Metalloproteinase Blockade by Local Overexpression of TIMP-1 Increases Elastin Accumulation in Rat Carotid Artery Intima
Abstract—We have recently demonstrated that the blockade of matrix metalloproteinases by local overexpression of the intrinsic inhibitor tissue inhibitor of matrix metalloproteinase-1 (TIMP-1) reduces intimal hyperplasia. We now report a major change in the elastin content of the intima of rat carotid arteries seeded with TIMP-1–overexpressing smooth muscle cells. To understand the mechanism responsible for elastin accumulation, synthesis and degradation of elastin in TIMP-1 and control cell–seeded rats were measured. There were no differences in elastin mRNA or elastin synthesis, as documented by 14[C]proline incorporation between TIMP-1 and control cell–seeded arteries. In contrast, there was an increase in cross-linked elastin in the TIMP-1 group. In addition, in TIMP-1 and control rats, an elastase activity of approximately 28 kD was detected by elastin zymography and was decreased in TIMP-1 cell–seeded vessels. The 28 kD elastolytic activity was inhibited by exogenously added TIMP-1 and EDTA but not by PMSF, suggesting that it was a metalloelastase. Therefore, we have demonstrated that a shift of the proteolytic balance toward protease inhibition by TIMP-1 overexpression does not change elastin synthesis but rather changes posttranslational processing, resulting in increased elastin accumulation.

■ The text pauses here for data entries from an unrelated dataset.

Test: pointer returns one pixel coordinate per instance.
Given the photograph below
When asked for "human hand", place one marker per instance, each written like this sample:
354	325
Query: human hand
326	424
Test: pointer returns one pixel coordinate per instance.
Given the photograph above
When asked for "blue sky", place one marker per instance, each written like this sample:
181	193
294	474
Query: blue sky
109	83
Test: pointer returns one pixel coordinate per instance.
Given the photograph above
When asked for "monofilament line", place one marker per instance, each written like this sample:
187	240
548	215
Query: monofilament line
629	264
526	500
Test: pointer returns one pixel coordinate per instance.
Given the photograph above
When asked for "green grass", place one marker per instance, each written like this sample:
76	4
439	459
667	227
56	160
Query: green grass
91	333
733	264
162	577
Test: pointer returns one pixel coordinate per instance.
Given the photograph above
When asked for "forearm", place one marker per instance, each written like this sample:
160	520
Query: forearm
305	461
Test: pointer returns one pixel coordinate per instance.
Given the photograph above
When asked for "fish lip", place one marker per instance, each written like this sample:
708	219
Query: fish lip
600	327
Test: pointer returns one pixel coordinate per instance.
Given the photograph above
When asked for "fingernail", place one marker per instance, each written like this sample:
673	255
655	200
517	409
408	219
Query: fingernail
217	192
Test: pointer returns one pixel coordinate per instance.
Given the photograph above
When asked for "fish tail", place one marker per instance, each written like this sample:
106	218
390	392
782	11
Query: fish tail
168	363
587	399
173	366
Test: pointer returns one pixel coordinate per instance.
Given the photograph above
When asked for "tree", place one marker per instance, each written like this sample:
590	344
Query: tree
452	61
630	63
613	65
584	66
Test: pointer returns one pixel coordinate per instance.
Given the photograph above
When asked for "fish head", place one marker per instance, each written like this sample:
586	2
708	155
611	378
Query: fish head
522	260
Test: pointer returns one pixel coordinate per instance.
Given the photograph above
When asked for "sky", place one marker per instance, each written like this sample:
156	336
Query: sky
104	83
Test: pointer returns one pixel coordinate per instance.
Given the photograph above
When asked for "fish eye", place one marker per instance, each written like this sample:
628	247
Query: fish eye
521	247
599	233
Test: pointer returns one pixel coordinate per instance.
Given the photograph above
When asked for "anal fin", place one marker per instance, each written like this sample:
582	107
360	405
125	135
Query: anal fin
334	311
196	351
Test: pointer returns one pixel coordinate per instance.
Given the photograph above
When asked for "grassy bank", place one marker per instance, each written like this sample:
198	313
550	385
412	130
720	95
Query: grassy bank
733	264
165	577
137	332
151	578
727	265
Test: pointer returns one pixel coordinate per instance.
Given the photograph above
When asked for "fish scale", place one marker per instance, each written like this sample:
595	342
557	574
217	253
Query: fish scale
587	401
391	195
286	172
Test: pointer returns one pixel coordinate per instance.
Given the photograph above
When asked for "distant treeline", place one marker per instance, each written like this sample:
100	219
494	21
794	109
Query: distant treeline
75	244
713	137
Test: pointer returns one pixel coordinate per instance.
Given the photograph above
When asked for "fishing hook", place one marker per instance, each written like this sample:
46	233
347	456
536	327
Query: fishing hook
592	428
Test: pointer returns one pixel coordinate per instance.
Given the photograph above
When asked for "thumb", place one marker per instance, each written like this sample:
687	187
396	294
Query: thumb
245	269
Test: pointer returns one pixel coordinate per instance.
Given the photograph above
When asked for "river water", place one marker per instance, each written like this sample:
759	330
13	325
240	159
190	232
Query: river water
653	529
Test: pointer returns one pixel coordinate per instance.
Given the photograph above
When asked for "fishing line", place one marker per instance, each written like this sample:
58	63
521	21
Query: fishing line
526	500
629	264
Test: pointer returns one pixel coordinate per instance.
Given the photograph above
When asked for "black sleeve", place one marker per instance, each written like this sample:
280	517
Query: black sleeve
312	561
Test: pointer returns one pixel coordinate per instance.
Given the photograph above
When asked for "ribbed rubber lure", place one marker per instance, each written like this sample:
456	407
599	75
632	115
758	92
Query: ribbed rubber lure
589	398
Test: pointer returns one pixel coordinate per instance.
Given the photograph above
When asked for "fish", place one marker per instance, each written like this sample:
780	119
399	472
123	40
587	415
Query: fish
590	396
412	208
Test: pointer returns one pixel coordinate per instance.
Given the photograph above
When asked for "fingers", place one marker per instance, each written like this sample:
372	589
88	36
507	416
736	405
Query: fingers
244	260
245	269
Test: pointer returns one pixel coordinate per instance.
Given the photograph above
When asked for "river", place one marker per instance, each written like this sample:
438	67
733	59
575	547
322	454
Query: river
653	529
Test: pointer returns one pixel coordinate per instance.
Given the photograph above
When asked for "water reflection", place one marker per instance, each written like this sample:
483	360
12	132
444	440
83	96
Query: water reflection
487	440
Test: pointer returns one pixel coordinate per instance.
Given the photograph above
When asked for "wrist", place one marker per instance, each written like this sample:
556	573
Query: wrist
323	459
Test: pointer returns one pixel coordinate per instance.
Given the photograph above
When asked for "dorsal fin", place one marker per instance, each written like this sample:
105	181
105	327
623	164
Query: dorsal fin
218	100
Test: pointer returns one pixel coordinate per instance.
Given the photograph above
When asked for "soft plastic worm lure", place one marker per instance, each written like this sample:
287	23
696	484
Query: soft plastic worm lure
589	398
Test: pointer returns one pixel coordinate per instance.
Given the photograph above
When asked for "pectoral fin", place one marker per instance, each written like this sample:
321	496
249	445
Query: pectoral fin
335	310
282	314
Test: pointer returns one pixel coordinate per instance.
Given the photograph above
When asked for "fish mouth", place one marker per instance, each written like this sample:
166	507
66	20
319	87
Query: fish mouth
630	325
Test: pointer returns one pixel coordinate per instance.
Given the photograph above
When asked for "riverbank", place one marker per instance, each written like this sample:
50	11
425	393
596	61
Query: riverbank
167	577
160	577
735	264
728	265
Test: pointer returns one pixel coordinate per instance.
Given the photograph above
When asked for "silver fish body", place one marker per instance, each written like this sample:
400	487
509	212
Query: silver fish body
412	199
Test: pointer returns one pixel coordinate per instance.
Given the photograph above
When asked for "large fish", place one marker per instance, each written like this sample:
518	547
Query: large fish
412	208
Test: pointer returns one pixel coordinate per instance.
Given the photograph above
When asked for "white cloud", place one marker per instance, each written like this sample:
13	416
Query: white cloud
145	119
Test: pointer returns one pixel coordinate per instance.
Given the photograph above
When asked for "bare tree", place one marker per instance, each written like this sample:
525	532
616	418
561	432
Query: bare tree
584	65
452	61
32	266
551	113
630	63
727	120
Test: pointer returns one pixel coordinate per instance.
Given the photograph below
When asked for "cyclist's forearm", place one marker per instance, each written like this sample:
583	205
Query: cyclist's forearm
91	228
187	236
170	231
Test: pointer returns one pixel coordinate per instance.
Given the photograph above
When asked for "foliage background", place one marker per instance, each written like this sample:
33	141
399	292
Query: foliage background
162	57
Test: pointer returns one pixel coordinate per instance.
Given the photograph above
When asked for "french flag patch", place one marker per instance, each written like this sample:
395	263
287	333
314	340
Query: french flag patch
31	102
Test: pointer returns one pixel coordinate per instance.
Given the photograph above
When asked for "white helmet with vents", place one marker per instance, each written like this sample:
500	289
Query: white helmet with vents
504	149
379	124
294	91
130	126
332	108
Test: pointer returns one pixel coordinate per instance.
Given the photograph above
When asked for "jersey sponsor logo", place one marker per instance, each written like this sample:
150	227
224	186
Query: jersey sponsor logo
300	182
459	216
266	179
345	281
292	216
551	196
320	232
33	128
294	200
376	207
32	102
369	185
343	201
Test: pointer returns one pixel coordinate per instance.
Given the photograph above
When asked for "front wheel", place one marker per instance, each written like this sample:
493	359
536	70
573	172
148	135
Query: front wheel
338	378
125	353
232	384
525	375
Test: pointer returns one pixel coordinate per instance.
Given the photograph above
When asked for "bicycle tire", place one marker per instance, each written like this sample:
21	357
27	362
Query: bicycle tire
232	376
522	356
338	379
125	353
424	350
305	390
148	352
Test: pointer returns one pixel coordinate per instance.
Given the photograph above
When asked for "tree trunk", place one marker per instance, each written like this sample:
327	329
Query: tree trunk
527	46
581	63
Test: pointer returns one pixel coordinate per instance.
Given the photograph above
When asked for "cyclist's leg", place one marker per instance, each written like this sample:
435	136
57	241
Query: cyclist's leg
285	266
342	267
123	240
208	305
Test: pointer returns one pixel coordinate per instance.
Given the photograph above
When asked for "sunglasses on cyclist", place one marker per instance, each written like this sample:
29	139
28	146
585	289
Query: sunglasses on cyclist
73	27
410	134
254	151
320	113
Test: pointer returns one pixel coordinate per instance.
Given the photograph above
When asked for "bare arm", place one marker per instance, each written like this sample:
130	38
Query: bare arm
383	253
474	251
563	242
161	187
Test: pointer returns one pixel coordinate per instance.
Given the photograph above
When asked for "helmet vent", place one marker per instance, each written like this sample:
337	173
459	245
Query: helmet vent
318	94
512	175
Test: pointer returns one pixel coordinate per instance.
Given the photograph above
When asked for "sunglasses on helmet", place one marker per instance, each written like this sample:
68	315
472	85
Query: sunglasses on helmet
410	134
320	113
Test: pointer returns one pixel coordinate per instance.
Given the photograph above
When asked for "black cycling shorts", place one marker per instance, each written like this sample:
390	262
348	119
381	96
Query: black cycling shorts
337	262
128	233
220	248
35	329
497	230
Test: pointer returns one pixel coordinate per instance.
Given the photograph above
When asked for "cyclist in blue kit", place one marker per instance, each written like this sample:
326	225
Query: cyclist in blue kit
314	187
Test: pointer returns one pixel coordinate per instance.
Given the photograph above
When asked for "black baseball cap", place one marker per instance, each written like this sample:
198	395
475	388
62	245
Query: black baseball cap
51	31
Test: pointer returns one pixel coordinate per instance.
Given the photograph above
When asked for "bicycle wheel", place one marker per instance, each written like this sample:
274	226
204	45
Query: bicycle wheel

- Received September 15, 1997.
- Accepted December 15, 1997.
We have recently demonstrated that the blockade of matrix metalloproteinases by local overexpression of the intrinsic inhibitor tissue inhibitor of matrix metalloproteinase-1 (TIMP-1) reduces intimal hyperplasia.1 We now report a major change in the elastin constitution in the intima of rat carotid arteries seeded with TIMP-1–overexpressing smooth muscle cells (SMCs), as demonstrated by histochemical and biochemical analysis. To understand the mechanism responsible for elastin accumulation, we looked at changes in synthesis and degradation of elastin between TIMP-1–and control-seeded rats. There were no changes in elastin synthesis, as documented by 14 [C]proline incorporation. Similarly, there were no changes in elastin mRNA level between TIMP-1 and control cell–seeded arteries. In contrast, there was an increase in cross-linked elastin in the TIMP-1 group, as measured by desmosine content. In addition, characterization of elastolytic activities in TIMP-1 and control rats by use of elastin zymography demonstrated a metalloelastase activity of approximately 28 kD that was decreased in TIMP-1–seeded compared with control cell–seeded vessels. The 28 kD elastolytic activity was inhibited by exogenously added TIMP-1 and EDTA but not by PMSF, suggesting that it is a metalloelastase. Therefore, we have demonstrated that a shift of the proteolytic balance toward protease inhibition by TIMP-1 overexpression does not change elastin synthesis but rather changes posttranslational processing, resulting in increased elastin accumulation.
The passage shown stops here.